The park service warned visitors to stay away from any animal, even if it is found near a campsite, trail, boardwalk, parking lot, on a road, or in a developed area. In fact, park goers must stay at least 25 yards away from all wildlife (including bison, elk, and deer) and at least 100 yards away from bears and wolves.

“Yellowstone provides millions of visitors one of the greatest wildlife viewing displays in North America. In recent days, some actions by visitors have led to the endangerment of people and wildlife and resulted in the death of wildlife,” the NPS wrote in its warning. “The park calls on visitors to protect wildlife by understanding how their actions can negatively impact wildlife.”

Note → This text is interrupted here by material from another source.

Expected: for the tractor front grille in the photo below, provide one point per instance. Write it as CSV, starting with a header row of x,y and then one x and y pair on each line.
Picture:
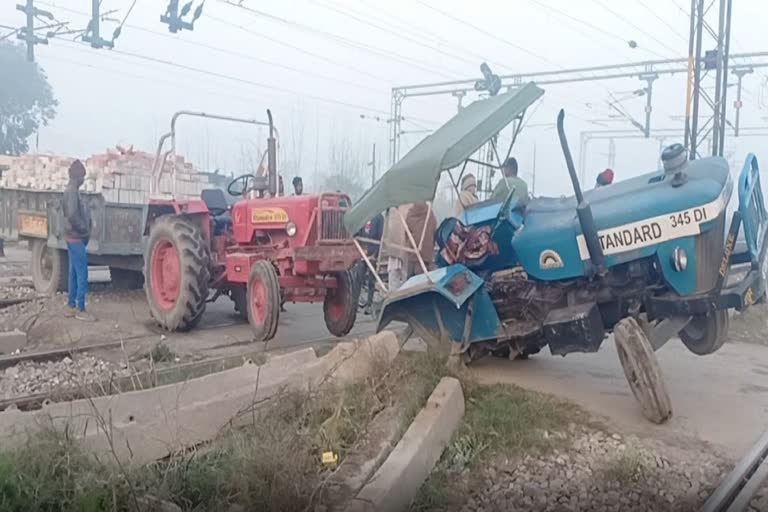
x,y
709,254
332,224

The warning follows several incidents in which park goers interfered with animals. Last month, for example, a Hawaii man pleaded guilty to intentionally disturbing wildlife in the park after he pushed a struggling newborn bison calf up from a river onto the roadway. Park officials then had to euthanize the calf because it was abandoned by its herd and “causing a hazardous situation by approaching cars and people along the roadway.”

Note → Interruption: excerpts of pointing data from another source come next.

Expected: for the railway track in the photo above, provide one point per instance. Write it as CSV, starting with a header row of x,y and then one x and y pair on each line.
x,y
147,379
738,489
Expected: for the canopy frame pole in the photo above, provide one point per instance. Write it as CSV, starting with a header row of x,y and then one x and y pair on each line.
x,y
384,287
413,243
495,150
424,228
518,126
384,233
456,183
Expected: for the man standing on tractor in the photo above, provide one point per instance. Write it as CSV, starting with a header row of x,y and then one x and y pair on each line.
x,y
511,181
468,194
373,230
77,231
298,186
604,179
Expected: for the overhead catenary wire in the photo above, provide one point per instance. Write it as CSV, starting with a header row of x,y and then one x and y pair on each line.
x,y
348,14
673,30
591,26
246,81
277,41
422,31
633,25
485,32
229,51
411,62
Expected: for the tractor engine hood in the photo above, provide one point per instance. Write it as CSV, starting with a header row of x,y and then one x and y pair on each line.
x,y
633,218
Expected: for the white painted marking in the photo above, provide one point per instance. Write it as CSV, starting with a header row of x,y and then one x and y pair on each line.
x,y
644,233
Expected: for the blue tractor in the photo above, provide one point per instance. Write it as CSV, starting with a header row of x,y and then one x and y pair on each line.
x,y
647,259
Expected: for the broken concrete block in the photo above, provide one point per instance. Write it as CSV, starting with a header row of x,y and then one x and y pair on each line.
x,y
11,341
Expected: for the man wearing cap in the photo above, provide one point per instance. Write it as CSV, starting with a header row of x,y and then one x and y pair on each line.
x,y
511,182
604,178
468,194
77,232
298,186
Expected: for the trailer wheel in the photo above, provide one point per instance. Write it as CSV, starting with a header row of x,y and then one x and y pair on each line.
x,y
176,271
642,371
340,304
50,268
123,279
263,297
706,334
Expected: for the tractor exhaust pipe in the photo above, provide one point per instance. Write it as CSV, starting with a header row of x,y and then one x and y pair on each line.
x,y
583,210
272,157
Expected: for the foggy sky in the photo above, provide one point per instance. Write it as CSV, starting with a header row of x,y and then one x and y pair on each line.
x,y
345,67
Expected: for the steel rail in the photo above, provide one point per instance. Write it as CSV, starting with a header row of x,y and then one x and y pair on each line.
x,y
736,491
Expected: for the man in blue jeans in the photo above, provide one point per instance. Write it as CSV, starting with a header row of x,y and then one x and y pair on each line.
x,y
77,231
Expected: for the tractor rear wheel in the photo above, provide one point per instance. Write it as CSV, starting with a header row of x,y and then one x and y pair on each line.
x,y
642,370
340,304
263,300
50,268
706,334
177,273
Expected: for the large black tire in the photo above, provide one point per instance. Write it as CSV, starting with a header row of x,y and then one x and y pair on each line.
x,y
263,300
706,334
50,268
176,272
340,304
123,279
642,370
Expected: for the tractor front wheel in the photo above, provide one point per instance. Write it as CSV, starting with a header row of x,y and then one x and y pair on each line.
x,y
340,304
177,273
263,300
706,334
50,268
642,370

The NPS said it was also investigating a “range of other recent bison incidents.”

Over the Memorial Day holiday weekend, visitors interfered with an elk calf, placing it in their car and driving it to a local police department. The calf later ran off into the forest and its condition is now unknown. And several animals have been struck and killed by vehicles, including a pair of adult male black bears.

This isn’t the first time Yellowstone has warned against getting close to wildlife. Last month, the park said visitors should take extra care around elk since the calving season had begun and the animals could become extra aggressive.

In all, the park contains 67 different mammals like bison, moose, black bears, grizzly bears, mountain lions, and wolverines, and summer is one of the best times to visit Yellowstone to see its plentiful wildlife.